Article IV, Section 1:
Full Faith and Credit shall be given in each State to the public Acts, Records, and judicial Proceedings of every other State. And the Congress may by general Laws prescribe the Manner in which such Acts, Records and Proceedings shall be proved, and the Effect thereof.
Article IV, Section 3:
The Congress shall have Power to dispose of and make all needful Rules and Regulations respecting the Territory or other Property belonging to the United States; and nothing in this Constitution shall be so construed as to Prejudice any Claims of the United States, or of any particular State.
[Emboldening added in the above.]
[Note that Article VI, Section 2, unlike Sections 1 and 3, has no expressed authority for Congress to make laws, leaving it to the Court to decide what is, and what is not, a violation of privileges and immunities.]
Of particular interest is Clause 18, which may be separated into two clauses to understand its effect. (See also quote from Federalist 41, below.)
To make all Laws which shall be necessary and proper for carrying into Execution the foregoing Powers, and all other Powers vested by this Constitution in the Government of the United States.
To make all Laws which shall be necessary and proper for carrying into Execution the Powers vested by this Constitution in any Department or Officer of the Government of the United States.
Item 1 covers all powers vested by the Constitution in the Government of the United States, including Article II, Section 2 assigned to the President regarding such powers as treaties and appointments.
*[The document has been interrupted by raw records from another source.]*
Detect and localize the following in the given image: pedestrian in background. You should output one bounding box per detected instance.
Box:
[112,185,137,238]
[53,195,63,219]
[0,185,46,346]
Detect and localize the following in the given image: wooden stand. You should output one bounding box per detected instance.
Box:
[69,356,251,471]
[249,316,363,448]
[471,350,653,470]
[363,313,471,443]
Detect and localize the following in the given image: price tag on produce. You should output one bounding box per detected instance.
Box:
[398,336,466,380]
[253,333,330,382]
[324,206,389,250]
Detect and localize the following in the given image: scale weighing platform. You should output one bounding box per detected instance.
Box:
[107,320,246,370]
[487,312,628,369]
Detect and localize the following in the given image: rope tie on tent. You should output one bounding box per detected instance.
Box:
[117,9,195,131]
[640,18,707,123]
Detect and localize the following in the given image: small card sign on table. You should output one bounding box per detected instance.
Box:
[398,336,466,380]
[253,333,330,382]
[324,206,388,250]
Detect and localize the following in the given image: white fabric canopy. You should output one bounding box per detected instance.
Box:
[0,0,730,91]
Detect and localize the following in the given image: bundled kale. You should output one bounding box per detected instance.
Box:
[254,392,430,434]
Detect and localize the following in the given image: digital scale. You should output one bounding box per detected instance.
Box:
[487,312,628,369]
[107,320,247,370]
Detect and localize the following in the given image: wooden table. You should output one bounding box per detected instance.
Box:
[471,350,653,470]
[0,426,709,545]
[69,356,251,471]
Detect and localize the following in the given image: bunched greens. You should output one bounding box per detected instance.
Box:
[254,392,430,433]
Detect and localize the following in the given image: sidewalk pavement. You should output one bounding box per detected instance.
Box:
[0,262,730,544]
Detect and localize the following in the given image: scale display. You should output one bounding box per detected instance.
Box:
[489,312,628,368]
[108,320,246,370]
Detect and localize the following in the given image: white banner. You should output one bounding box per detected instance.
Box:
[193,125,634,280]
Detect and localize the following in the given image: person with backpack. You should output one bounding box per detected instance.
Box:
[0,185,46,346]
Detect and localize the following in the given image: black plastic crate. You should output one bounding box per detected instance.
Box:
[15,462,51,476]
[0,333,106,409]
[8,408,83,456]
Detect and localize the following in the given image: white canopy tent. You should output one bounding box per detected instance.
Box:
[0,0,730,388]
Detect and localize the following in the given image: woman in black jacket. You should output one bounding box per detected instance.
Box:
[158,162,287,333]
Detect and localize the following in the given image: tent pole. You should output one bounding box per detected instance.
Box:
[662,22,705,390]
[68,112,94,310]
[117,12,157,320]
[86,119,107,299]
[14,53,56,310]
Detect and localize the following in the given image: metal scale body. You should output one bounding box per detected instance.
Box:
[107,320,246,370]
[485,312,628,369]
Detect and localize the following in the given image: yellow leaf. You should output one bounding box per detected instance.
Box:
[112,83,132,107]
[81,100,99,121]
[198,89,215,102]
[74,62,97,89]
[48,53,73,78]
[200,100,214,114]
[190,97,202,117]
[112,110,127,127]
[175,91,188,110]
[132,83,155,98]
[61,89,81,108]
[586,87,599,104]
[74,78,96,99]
Item 2 covers the structure of government, in particular, the clauses vesting the legislative, executive, and judicial powers found in the first three Articles.
Thus, for amendments related to powers and structure, Congress has all the legislative authority it needs; for amendments related to rights, Congress had to be granted the legislative authority to give effect to those amendments.
FEDERALIST NO. 41 General View of the Powers Conferred by the Constitution (Madison)
THE Constitution proposed by the convention may be considered under two general points of view. The FIRST relates to the sum or quantity of power which it vests in the government, including the restraints imposed on the States. The SECOND, to the particular structure of the government, and the distribution of this power among its several branches.